Já na teoria dos custos de transação, a firma existe para reduzir custos contratuais, ou seja, de transação, tornando-se um centro de contratos de prazo indefinido, firmados especialmente com empregados, de modo a evitar contratações e descontratações em quantidades absurdamente elevadas, o que seria insuportavelmente oneroso. Adicionalmente, as firmas (centros de contratos) coexistem com outras estruturas do sistema econômico e sob regras formais e informais, às quais elas reagem e, quando possível, também influenciam. A teoria dos custos de transação se baseia no pensamento de Ronalde Coase, Oliver E. Williamson, Douglass North, J. Rogers Hollingsworth e Robert Boyer, aqui destacados.

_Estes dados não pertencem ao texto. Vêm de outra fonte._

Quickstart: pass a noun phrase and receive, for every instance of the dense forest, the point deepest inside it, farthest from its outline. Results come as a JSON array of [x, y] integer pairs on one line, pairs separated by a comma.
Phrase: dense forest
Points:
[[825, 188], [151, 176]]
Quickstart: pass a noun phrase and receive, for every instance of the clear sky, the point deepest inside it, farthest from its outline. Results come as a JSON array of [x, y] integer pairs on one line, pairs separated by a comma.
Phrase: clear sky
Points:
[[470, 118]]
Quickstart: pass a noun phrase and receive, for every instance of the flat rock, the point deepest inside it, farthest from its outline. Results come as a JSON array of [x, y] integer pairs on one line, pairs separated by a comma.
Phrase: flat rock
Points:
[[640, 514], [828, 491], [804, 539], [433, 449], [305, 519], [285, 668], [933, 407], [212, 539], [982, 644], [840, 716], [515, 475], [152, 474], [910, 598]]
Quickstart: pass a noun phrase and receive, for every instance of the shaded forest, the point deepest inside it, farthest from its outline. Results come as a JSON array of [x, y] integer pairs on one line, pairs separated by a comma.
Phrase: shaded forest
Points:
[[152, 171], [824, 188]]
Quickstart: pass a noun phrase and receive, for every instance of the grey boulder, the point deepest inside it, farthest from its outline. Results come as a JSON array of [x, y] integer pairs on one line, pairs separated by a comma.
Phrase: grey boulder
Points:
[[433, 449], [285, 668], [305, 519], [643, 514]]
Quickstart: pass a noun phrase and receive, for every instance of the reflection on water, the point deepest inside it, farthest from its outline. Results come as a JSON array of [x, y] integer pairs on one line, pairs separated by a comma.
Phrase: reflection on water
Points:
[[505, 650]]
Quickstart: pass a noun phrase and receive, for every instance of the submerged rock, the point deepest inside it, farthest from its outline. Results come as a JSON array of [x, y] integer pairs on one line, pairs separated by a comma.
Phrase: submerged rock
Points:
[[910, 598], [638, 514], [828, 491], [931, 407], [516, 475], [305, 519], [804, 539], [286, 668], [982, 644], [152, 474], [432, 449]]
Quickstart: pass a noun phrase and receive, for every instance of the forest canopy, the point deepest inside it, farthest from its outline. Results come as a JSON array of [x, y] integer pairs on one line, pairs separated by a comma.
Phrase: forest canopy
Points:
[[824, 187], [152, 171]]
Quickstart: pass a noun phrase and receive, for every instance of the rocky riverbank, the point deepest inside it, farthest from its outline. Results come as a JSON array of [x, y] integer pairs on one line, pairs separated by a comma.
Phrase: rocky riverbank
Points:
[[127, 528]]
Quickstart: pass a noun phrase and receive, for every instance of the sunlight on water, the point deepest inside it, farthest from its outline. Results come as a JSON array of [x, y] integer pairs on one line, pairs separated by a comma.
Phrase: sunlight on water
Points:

Após estas breves considerações, cumpre relacionar as três teorias da firma descritas com a qualificação e a diversidade dos conselhos de administração. Na teoria administrativa, esses atributos favorecem os debates realizados e as decisões tomadas, conforme reconhece Pedro Melo. Naturalmente, isso ocorrerá se os conselheiros de administração forem bem qualificados e contribuírem de forma assertiva para o sucesso dos negócios, o que vale tanto para as celebridades quanto para pessoas midiaticamente desconhecidas. Desde que todos possam contribuir para o desempenho organizacional, suas participações serão preciosas.

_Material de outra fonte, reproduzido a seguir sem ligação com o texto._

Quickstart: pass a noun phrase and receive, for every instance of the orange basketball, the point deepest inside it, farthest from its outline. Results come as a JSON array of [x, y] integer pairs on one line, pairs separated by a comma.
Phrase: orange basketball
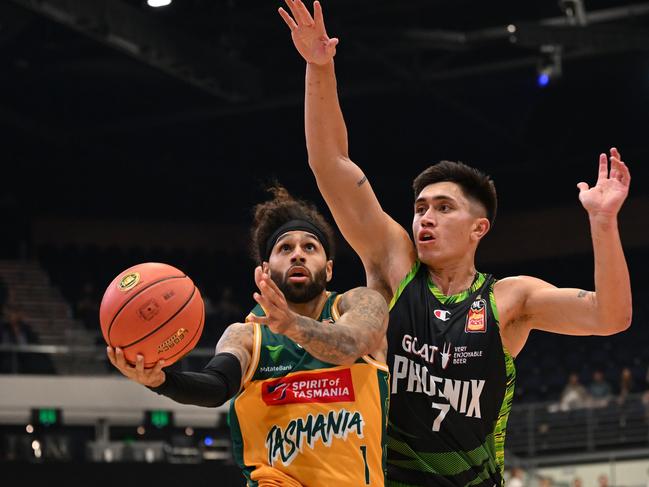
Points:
[[154, 310]]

No que tange à teoria dos recursos e do conhecimento, a correlação com a qualificação e a diversidade do conselho de administração também parece forte. Afinal, faz sentido pensar que uma estratégia construída pela diretoria executiva e discutida a fundo por um conselho de administração bem qualificado e com variadas formas de entender a realidade será melhor do que uma estratégia baseada em reduzido nível de qualificação e na uniformidade de pensamento. Uma estratégia mais embasada tende a ser melhor.

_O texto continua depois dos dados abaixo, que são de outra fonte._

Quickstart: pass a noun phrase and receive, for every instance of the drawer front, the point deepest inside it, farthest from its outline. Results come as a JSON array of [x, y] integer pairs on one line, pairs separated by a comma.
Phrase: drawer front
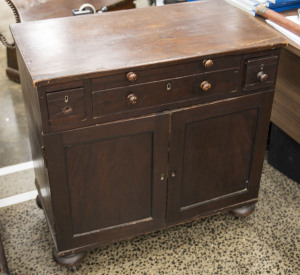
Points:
[[164, 92], [66, 106], [136, 76], [260, 73]]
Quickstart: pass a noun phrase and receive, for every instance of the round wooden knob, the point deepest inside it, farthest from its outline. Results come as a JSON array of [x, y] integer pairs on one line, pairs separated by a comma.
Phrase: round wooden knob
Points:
[[262, 76], [205, 86], [131, 76], [208, 63], [132, 99]]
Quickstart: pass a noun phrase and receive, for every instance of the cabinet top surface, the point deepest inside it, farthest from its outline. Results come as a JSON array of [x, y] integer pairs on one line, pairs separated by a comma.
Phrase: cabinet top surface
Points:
[[86, 46]]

Por fim, no que respeita à teoria dos custos de transação, qualificação e diversidade também são relevantes. Serão muito importantes tanto na coordenação das múltiplas relações contratuais da firma (e abrangendo não apenas os contratos com os empregados, mas com clientes, fornecedores, financiadores e outros públicos stakeholders), quanto na discussão e deliberação sobre boas respostas ao ambiente institucional, cada vez mais complexo e mutante.   

Em suma, a nosso ver, sob o prisma das três teorias da firma brevemente apresentadas neste artigo, qualificação e diversidade nos conselhos de administração são quesitos muito relevantes e devem ser objeto de grande atenção na construção dessas – e por que não? – de outras instâncias corporativas. Ao mesmo tempo, esses quesitos devem se aplicar indistintamente às celebridades e às não-celebridades: todas estas pessoas podem ser bem qualificadas e contribuir em grande medida para boas decisões.

Por fim, respondendo à pergunta celebridades no conselho das empresas ajudam a criar bom desempenho? acreditamos que sim, que isto pode ocorrer, dependendo da qualificação da pessoa e do seu nível de engajamento nas discussões do conselho. Não ignoramos que o anúncio da participação de uma celebridade no conselho de administração cria maior visibilidade para as organizações que assim o fazem, mas para o conselho, importam qualificação e engajamento, que podem ser sintetizados em capacidade de agregar valor aos negócios. Pessoas com tal capacidade devem ser sempre muito benvindas à cúpula das empresas, aos conselhos administrativos e à sua operacionalização. Celebridades ou não.